In January 2011 it was extensively reported in Canadian and global news media that the Kerr family were forced to move from their property located above the Weyburn oil field as a result of an alleged leakage of CO2 which had been injected into the oil field below to enhance oil recovery (EOR). A geochemical consultant from Petro-Find, who was hired on behalf of the Kerr’s, reported measurements of δ13C (CO2) isotope values in soil gases rich in CO2, which he claimed to be similar to those of the CO2 injected into the deep oil reservoir (Lafleur, 2010). The Petroleum Technology Research Centre (PTRC), who is responsible for the environmental monitoring of the Weyburn CO2-EOR and storage operation, published a detailed science based response. This correctly stated that Petro Find had not taken into account similar soil gas δ13C (CO2) ratios observed in prairie soils comparable to those found on the Kerr property (e.g. Keller and Bacon, 1998; Hendry, 1999). Petro-Find also failed to mention that δ13C (CO2) is not a unique tracer and that several other natural sources could have accounted for the measured isotope values (PTRC, 2011). While this response went some way to addressing the public fears raised by the alleged CO2 Weyburn. It is imperative for both the project and the local community that there is an independent investigation into the alleged leak to establish whether there is any truth in the allegations.

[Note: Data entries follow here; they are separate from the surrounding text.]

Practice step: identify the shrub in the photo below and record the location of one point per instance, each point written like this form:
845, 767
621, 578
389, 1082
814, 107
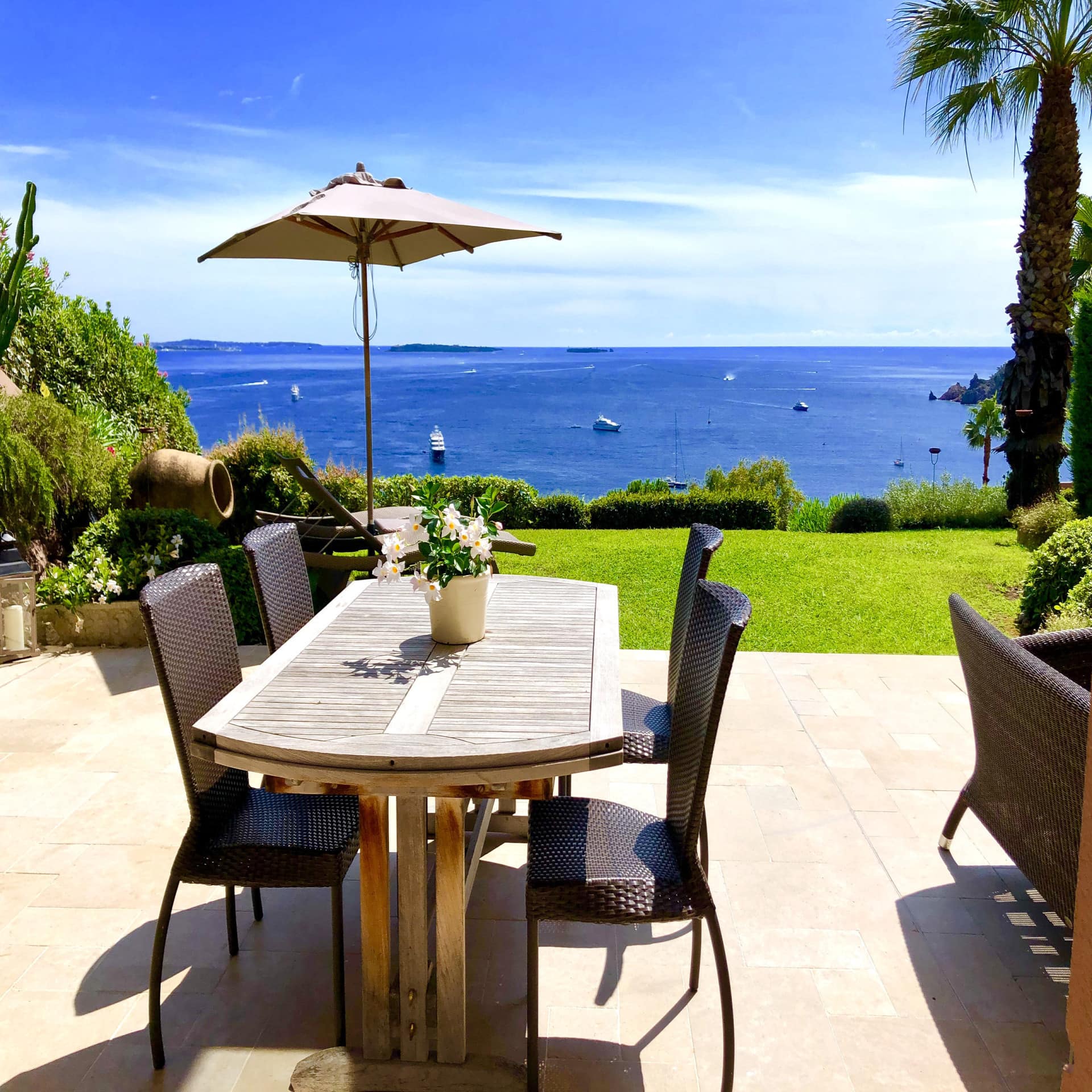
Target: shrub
241, 592
649, 485
1037, 523
1054, 570
815, 515
79, 350
253, 458
351, 487
561, 511
948, 504
1080, 409
862, 515
725, 510
83, 478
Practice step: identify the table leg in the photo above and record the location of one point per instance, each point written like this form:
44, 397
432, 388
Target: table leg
375, 928
450, 932
413, 928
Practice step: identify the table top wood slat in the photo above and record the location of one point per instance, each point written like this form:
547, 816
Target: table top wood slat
363, 687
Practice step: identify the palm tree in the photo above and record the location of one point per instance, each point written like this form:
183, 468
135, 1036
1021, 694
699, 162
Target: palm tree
984, 426
991, 66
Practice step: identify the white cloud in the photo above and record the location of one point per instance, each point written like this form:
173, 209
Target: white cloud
865, 259
30, 150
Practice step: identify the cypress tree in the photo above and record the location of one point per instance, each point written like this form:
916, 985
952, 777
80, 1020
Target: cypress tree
1080, 409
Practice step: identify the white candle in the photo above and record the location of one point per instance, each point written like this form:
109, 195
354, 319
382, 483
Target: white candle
14, 639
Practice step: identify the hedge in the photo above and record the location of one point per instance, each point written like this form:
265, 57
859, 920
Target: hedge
745, 511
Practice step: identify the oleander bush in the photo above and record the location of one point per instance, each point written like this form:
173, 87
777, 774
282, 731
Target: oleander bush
63, 477
948, 504
862, 515
730, 511
764, 475
1055, 569
119, 554
253, 458
815, 516
561, 511
1037, 522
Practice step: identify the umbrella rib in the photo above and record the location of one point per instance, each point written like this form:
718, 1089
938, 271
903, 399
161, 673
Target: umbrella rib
454, 238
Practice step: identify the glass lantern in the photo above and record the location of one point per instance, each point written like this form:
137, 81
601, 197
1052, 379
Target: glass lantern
19, 628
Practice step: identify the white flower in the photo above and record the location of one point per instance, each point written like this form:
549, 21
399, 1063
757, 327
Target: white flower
482, 547
395, 546
390, 572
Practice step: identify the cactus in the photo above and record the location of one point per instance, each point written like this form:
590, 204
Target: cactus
10, 282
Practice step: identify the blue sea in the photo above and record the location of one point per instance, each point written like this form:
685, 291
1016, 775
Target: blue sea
529, 412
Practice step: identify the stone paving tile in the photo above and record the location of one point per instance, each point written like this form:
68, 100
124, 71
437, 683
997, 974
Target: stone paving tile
861, 957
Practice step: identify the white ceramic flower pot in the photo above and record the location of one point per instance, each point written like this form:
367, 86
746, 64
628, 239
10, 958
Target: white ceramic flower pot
458, 617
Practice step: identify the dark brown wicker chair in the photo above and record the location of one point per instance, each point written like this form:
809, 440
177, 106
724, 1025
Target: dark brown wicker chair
1030, 712
594, 861
237, 834
280, 574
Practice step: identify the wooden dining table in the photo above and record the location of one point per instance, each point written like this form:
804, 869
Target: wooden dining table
363, 701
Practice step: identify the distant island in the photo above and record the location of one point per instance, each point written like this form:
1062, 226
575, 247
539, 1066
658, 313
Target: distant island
198, 345
415, 348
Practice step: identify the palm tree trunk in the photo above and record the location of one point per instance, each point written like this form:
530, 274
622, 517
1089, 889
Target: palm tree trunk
1037, 376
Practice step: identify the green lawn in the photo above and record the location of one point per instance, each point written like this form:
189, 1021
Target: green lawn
810, 592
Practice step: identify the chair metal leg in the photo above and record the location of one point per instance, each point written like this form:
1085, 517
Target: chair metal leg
337, 911
727, 1021
532, 1005
696, 928
155, 975
233, 933
954, 817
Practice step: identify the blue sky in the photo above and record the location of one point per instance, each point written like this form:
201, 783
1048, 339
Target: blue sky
730, 173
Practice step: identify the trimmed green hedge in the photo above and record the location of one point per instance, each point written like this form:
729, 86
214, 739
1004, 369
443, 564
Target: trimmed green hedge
727, 511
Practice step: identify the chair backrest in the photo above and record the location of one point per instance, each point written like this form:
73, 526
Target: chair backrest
718, 621
280, 574
192, 639
702, 544
307, 479
1031, 735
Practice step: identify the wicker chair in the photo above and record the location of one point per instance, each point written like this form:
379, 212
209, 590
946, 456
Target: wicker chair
647, 723
594, 861
237, 834
1030, 712
280, 574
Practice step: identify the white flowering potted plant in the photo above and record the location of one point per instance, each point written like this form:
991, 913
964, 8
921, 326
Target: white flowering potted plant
456, 555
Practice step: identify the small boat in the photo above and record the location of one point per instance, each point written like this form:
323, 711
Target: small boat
436, 441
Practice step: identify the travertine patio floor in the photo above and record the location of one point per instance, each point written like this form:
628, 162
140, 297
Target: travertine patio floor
861, 957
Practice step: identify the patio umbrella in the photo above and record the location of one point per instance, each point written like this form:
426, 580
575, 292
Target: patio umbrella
359, 218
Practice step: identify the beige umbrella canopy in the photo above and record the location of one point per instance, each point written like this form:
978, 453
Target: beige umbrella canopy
358, 218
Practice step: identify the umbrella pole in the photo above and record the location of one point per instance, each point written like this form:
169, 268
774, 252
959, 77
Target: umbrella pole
362, 257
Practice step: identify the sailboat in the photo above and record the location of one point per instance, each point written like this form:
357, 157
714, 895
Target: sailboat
674, 482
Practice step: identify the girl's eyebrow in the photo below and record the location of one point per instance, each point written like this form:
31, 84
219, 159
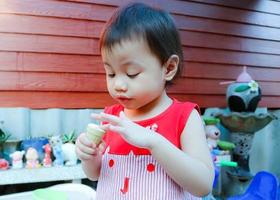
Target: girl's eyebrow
105, 63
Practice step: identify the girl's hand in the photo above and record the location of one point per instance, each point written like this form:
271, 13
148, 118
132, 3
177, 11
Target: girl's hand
87, 150
130, 131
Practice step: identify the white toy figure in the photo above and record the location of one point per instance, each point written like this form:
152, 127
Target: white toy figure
17, 159
56, 144
69, 154
66, 151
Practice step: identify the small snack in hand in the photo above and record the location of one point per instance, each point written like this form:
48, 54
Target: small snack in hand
94, 133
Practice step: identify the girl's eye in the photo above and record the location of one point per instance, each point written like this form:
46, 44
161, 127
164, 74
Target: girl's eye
133, 75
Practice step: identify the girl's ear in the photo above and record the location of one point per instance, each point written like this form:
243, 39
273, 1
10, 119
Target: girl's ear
171, 67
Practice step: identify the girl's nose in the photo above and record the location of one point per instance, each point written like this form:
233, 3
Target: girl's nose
120, 85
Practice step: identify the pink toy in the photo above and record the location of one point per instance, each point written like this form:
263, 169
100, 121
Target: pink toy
4, 164
17, 159
32, 158
47, 161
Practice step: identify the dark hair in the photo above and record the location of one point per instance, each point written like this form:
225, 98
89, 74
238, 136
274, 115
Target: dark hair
138, 20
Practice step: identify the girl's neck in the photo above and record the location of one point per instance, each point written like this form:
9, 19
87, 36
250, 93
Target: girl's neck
151, 109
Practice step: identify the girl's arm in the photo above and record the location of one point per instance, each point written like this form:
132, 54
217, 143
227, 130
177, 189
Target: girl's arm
191, 167
90, 155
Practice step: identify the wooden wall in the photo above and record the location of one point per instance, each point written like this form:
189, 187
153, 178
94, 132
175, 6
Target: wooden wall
49, 50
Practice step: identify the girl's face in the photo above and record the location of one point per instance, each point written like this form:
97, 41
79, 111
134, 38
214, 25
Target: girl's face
135, 77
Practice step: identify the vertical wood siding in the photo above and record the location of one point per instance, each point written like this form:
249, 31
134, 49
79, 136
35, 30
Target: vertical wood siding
49, 50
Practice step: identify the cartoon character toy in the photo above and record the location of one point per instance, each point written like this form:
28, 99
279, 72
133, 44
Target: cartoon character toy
212, 132
17, 159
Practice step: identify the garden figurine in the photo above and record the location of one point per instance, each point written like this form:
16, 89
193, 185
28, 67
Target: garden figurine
17, 162
32, 157
212, 132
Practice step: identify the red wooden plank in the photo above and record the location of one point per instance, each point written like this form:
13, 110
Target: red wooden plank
48, 44
54, 99
209, 10
31, 81
209, 40
40, 100
272, 7
44, 62
219, 71
37, 62
59, 9
49, 26
212, 86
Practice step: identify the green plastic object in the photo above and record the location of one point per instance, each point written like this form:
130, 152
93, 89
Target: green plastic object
224, 145
224, 163
48, 194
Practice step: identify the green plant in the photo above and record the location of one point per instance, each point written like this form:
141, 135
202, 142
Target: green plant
71, 137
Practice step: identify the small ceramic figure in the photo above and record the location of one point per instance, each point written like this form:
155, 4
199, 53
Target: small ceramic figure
4, 164
47, 161
17, 159
212, 132
244, 94
32, 158
56, 144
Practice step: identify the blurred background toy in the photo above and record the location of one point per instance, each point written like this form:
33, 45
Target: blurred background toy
17, 157
244, 94
47, 161
32, 157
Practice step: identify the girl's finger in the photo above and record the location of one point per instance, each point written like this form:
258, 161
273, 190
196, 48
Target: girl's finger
123, 116
109, 118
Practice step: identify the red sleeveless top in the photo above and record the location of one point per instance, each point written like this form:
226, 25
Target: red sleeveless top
169, 124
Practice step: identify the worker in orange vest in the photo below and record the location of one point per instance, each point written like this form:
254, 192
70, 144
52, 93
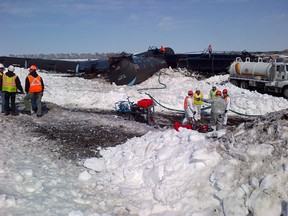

Crustal noble gases, such as 4He and 40Ar, are produced by the radioactive decay of uranium, thorium and potassium within the crust (Ballentine and Burnard, 2002). Mantle derived noble gases, such as 3He, were trapped within the mantle during the accretion of the Earth and have been degassing ever since (Ballentine, et al., 2002). Atmospheric noble gases, such as 20Ne and 36Ar enter the subsurface dissolved in the groundwater via meteoric recharge (Ballentine, et al., 2002). The distinct elemental and isotopic composition of these three noble gas components allows the contribution from each source to be determined and provides detailed information on the source and transport processes associated with the CO2. Noble gases have been widely used to trace regional flows of groundwater in numerous locations (Castro and Goblet, 2003; Castro et al., 1998). Several studies have successfully demonstrated the potential of noble gases to trace the origins of CO2 and its fate within reservoirs (Gilfillan et al., 2008; Gilfillan et al., 2009; Lafortune et al., 2009; Nimz and Hudson, 2005). Recent research has shown that noble gases can be used to trace diffuse CO2 migrating from a natural deep CO2 reservoir through the subsurface to the surface at St. Johns Dome in Arizona (Gilfillan et al., 2011). Noble gases in trace quantities, therefore, can be used to identify the origins of CO2 at the land surface. Hence, to determine the origin of the alleged CO2 anomaly measured in soil gases on the Kerr quarter, the trace noble gases can be measured. We made measurements of a suite of noble gas and carbon stable isotope tracers from four different sources: 1) the water injected into the oil field 2) the CO2 injected into the oil field 3) the fluids produced from the field

We test the hypothesis that migration of dissolved CO2, which originates either from the free phase CO2 or water injected into the Weyburn oil field or from the CO2 contained in the produced fluids, is responsible for the CO2 anomaly at the surface.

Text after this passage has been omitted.